Avant d'aborder le questionnement principal de ce récit : à savoir la remise en cause de la nécessité de l'institution califale dans les Etats musulmans, il convient d'abord de proposer une définition de ce processus historique souvent abordé qu'est la sécularisation4. Celle-ci se présente tant sous la forme d'un désenchantement du monde en réponse au déclin de l'hégémonie religieuse qu'à travers les traits de la modernité scientifique et la transformation des structures politique et sociale.

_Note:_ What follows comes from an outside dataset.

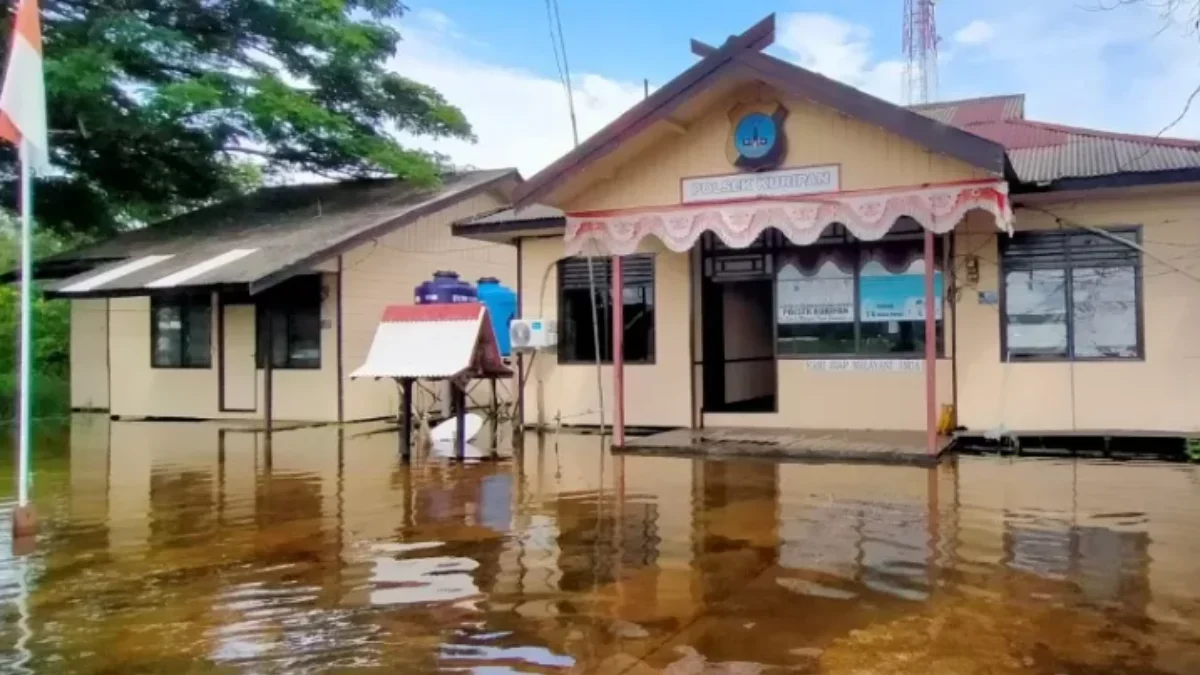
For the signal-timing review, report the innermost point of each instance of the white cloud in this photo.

En 1985, Marcel Gauchet publie Le Désenchantement du Monde5, un ouvrage qui marque profondément les sciences sociales des religions et suscite un grand nombre de réactions. Cependant, son oeuvre ne porte pas exclusivement sur la religion : son objectif est de retracer l'histoire de l'homme démocratique, depuis ses origines jusqu'à ses doutes, afin d'en saisir les caractéristiques. Cette recherche constitue l'axe principal de son oeuvre et explique l'omniprésence de problématiques liées à la religion : si l'on veut comprendre la modernité, il faut la redéfinir rigoureusement en fonction de « la sortie de la religion ». L'étude de la religion est, selon lui, nécessaire à la pensée de la société car lorsque se pose la question de la communauté ou de la société, force est de constater l'importance du rôle unificateur et fondateur de la religion : pour Marcel Gauchet, la religion est une forme du rapport des hommes au vivre-ensemble, un mode de vivre-ensemble même auquel d'autres modes peuvent se substituer. Si la religion n'est pas une condition nécessaire à l'existence de la société, c'est toutefois une constante des sociétés humaines qu'il s'agit d'appréhender comme phénomène historique défini par un commencement et une fin.

Cependant, le passage d'une vérité révélée à une religion choisie pose un nouveau problème à la société, celui de la relation entre l'autorité spirituelle et la puissance terrestre qui entrent ainsi en concurrence, et aboutit finalement à la construction de l'Etat temporel contre la domination de l'autorité religieuse. Modernité politique et modernité religieuse sont donc corrélées, s'influencent et se transforment réciproquement, ce qui participe à réinventer

4 A ce sujet, le livre très synthétique de Jean Claude Monod Sécularisation et laïcité apporte une introduction très pertinente sur les principales bases de ce processus, ainsi que ces différentes déclinaisons. Collection « Philosophies », édition PUF, 2007.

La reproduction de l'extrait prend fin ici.